Aller au contenu

Page:Dorat - Œuvres diverses, Neuchatel, 1775.djvu/120

La bibliothèque libre.
Cette page n’a pas encore été corrigée


Là, se laissant aller près d’un arbre voisin,
Son col abandonné touche aux lys de son sein.
Le faune reparoît : il tressaille de joie,
Et retrouve sa force, en retrouvant sa proie.
Ses yeux sont des flambeaux ; ses pas sont des éclairs :
Une fleche est moins prompte à traverser les airs.

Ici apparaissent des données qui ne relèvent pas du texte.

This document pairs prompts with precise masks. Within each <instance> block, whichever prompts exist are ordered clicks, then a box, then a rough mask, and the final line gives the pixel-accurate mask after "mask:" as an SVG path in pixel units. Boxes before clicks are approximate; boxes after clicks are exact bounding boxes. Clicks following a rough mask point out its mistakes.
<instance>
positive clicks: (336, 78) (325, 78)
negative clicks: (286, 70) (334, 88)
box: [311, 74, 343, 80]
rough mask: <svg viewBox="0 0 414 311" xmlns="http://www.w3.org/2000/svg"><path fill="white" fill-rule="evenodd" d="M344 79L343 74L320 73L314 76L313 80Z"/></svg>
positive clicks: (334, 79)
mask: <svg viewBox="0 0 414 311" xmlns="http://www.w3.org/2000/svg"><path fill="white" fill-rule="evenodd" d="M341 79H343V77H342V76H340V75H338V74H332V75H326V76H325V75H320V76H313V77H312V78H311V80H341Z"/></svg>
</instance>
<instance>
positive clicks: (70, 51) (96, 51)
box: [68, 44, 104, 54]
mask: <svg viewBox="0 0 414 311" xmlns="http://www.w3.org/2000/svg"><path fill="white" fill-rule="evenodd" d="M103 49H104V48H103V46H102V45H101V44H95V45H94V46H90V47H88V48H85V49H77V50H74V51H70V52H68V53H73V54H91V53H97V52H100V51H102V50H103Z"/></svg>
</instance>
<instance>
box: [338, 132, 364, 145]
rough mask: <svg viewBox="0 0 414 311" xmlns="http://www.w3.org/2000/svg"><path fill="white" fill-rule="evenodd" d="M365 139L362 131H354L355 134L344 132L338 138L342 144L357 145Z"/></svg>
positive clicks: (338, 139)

La nouvelle Daphné frémit, tremble, chancele :
Au front de son amant l’espérance étincele ;
Du fugitif objet, qu’effarouchent ses voeux,
Déjà son souffle ardent fait voler les cheveux ;
Il l’atteint, il soupire, il demande sa grace :
Le faune s’embellit, la nymphe s’embarrasse,
Se livre par degrés à ce trouble enchanteur,
Tombe, se laisse vaincre, et pardonne au vainqueur.

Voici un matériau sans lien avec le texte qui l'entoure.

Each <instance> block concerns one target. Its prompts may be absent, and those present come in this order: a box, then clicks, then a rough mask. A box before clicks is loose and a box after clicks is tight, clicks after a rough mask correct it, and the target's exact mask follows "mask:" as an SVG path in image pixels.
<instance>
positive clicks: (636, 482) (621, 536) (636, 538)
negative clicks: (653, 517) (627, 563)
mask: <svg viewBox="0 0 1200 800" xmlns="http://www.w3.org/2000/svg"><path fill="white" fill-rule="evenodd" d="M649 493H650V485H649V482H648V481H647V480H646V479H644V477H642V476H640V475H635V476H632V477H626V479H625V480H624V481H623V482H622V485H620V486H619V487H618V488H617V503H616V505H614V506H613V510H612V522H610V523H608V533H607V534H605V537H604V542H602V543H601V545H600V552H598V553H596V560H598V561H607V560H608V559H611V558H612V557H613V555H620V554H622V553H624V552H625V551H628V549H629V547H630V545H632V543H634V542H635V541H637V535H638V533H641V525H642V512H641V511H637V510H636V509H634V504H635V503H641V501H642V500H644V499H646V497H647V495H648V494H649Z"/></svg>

D’un simulacre vain la froide dissonance
De ces divers combats rendra-t-il la nuance ?
Y verrai-je la crainte et ses frémissemens,
Le trouble, les desirs et l’ardeur des amans ?
Que n’ai-je le génie et le pinceau d’Apelle !

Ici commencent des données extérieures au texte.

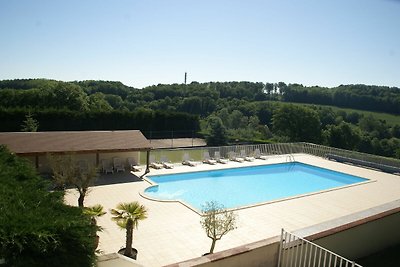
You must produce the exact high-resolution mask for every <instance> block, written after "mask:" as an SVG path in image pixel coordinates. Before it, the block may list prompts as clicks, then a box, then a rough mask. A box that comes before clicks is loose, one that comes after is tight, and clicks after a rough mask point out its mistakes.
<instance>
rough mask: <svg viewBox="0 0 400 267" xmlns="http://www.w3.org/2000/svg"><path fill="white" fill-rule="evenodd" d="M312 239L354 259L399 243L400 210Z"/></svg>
mask: <svg viewBox="0 0 400 267" xmlns="http://www.w3.org/2000/svg"><path fill="white" fill-rule="evenodd" d="M372 219H373V220H372V221H369V222H363V223H362V224H359V225H354V226H353V227H350V228H349V229H346V230H342V231H341V232H337V233H335V234H332V235H329V236H326V237H323V238H319V239H317V240H314V242H315V243H317V244H318V245H320V246H322V247H324V248H326V249H329V250H331V251H334V252H335V253H337V254H339V255H341V256H343V257H345V258H348V259H351V260H356V259H359V258H362V257H365V256H368V255H371V254H373V253H375V252H378V251H381V250H384V249H385V248H388V247H390V246H394V245H396V244H399V243H400V231H398V229H399V225H400V211H397V213H394V214H391V215H387V216H384V217H380V218H372Z"/></svg>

Alard, à mes esprits ce tableau te rappelle.
Jamais nymphe des bois n’eut tant d’agilité :
Toujours l’essain des ris voltige à ton côté.
Que tu mêlanges bien, ô belle enchanteresse,
La force avec la grace, et l’aisance et l’adresse !
Tu sais avec tant d’art entremêler tes pas,
Que l’œil ne peut les suivre, et ne les confond pas.